Disons-le d'emblée, The Information est un disque moisi. Après avoir brillamment survolé durant la dernière décennie tout ce que la musique compte en sous-genres (hip hop foutraque, pop déglinguée, rock abrasif, funk hédoniste, folk naturel), Beck s'est résolu à devenir sa propre influence, s'autosingeant jusqu'à la Nausea, pour finalement remplir un rayon dans lequel on n'aurait jamais pensé le voir atterrir : les solderies. Ce septième effort se présente pourtant sous des dehors avenants, ceux d'un hip hop astucieux et d'une pop physique (parfois psychédélique), aguerris par les apparats d'une production godrichienne retrouvée. Mais l'illusion ploie rapidement sous le poids de gimmicks essoufflés, d'un flow anachronique, de refrains à courte vue. Pour un Think I'm In Love ascensionnel et inspiré, combien de Dark Star désincarné ? Trop, beaucoup trop. Imaginez les matrices sonores de Devils Haircut et The New Pollution (quelques-uns des joyaux d'Odelay, bijou aussi dense qu'éclectique sorti il y a déjà dix ans), déclinées sans conviction sur plus d'une heure, et vous aurez une bonne idée de ce qu'est The Information : un enregistrement étriqué, s'embourbant au fil des minutes dans la monotonie jusqu'au triptyque final, onze minutes aussi étranges qu'ennuyeuses. Comment Beck, qui a su assouplir la pop au point de la rendre malléable à tous les styles existants, a-t-il pu substituer à une exigence inventive ces pastiches en roue libre ? Si les plus sévères crieront à une imposture originelle scellant le gouffre qui séparera toujours le finaud du génie, les autres parieront plutôt sur l'érosion naturelle du talent d'un créatif hors pair en avance sur un temps dont il aura su recycler les modes mieux que quiconque, avant de se faire tout simplement rattraper par la lassitude. Désormais, Beck est un "entertainer" plus préoccupé à enjoliver le contenant qu'à assurer la pertinence du contenu.
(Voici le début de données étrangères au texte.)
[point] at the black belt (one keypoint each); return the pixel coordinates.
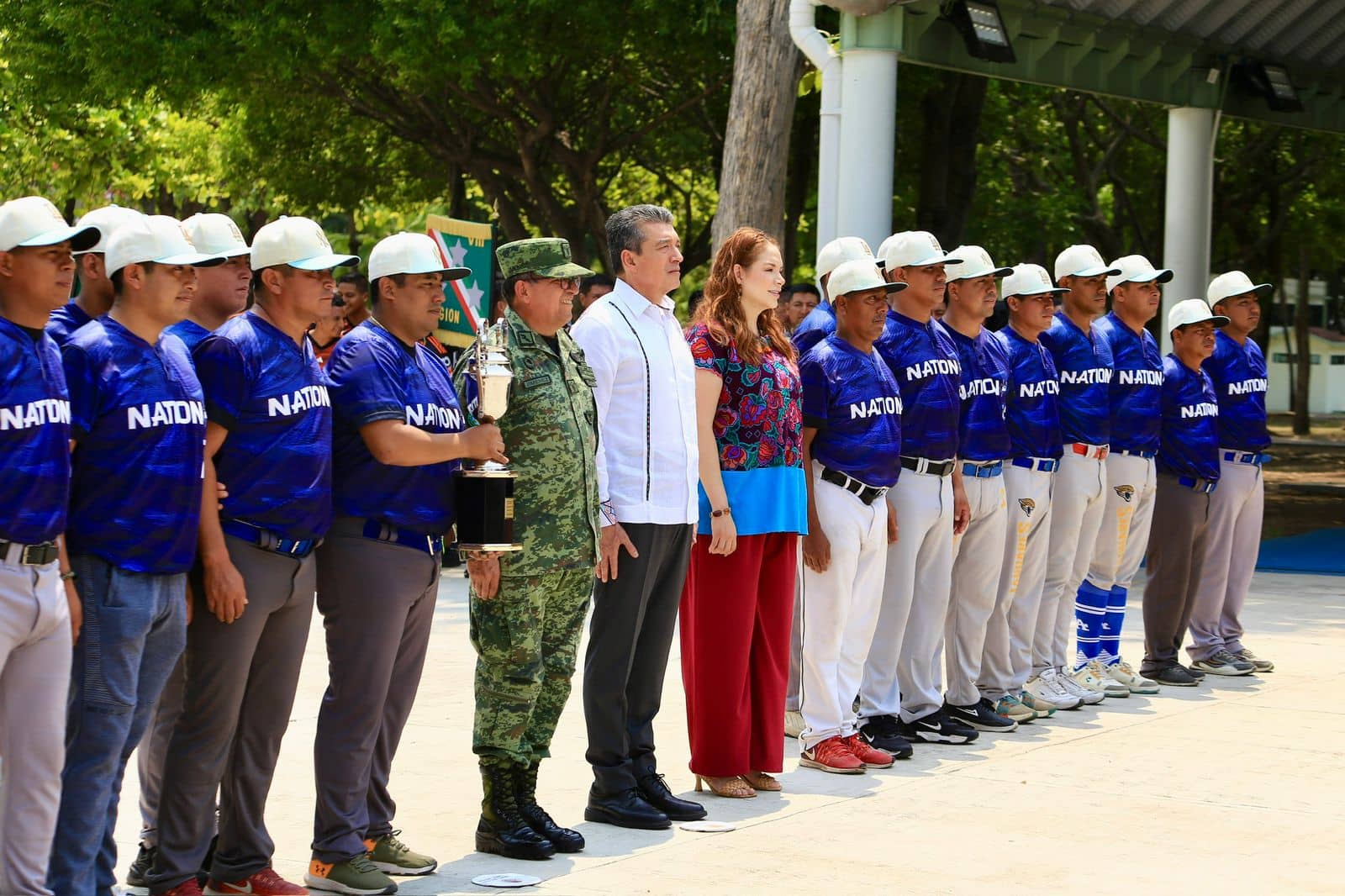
(868, 494)
(405, 537)
(925, 465)
(31, 555)
(268, 540)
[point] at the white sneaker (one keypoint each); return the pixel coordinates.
(1044, 688)
(1094, 677)
(1075, 689)
(1126, 674)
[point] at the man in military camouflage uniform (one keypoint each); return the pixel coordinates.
(528, 609)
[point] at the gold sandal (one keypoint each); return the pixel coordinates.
(732, 788)
(762, 781)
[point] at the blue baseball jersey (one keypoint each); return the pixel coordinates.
(1241, 381)
(34, 436)
(925, 363)
(190, 333)
(817, 326)
(1189, 443)
(982, 430)
(1032, 401)
(1084, 367)
(64, 322)
(854, 403)
(377, 377)
(1137, 385)
(139, 421)
(271, 394)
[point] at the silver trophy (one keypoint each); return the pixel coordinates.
(486, 490)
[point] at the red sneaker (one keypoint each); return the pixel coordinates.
(868, 754)
(187, 888)
(264, 883)
(831, 756)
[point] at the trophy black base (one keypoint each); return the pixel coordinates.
(484, 501)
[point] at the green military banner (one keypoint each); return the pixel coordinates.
(467, 302)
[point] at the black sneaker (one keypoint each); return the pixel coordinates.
(936, 728)
(139, 872)
(1174, 677)
(981, 716)
(884, 734)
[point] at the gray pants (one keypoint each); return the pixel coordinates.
(241, 680)
(1176, 556)
(34, 683)
(377, 600)
(634, 619)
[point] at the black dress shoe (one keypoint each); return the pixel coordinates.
(658, 794)
(625, 809)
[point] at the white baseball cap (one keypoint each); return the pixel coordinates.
(33, 221)
(107, 219)
(298, 242)
(858, 275)
(1083, 261)
(410, 253)
(1029, 280)
(1192, 311)
(912, 249)
(840, 250)
(1234, 282)
(156, 239)
(974, 262)
(217, 235)
(1136, 269)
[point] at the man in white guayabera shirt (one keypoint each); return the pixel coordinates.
(647, 472)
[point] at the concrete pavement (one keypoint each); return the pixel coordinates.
(1239, 783)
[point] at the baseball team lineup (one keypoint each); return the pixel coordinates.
(884, 529)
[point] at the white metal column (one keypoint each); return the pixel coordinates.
(1190, 177)
(868, 145)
Ces marionnettes et ce danseur qui l'accompagnent sur scène, ce Dvd de vidéos faites maison accompagnant le disque, ces autocollants présents pour customiser la pochette de l'album... Que d'artifices chargés de nous faire passer l'amère pilule de la déception. On préfèrera utiliser ces fameux stickers pour rénover la pochette d'Odelay, et laisser l'emballage de The Information vierge d'images. Qu'importe le flacon, s'il n'y a plus l'ivresse. (Magic)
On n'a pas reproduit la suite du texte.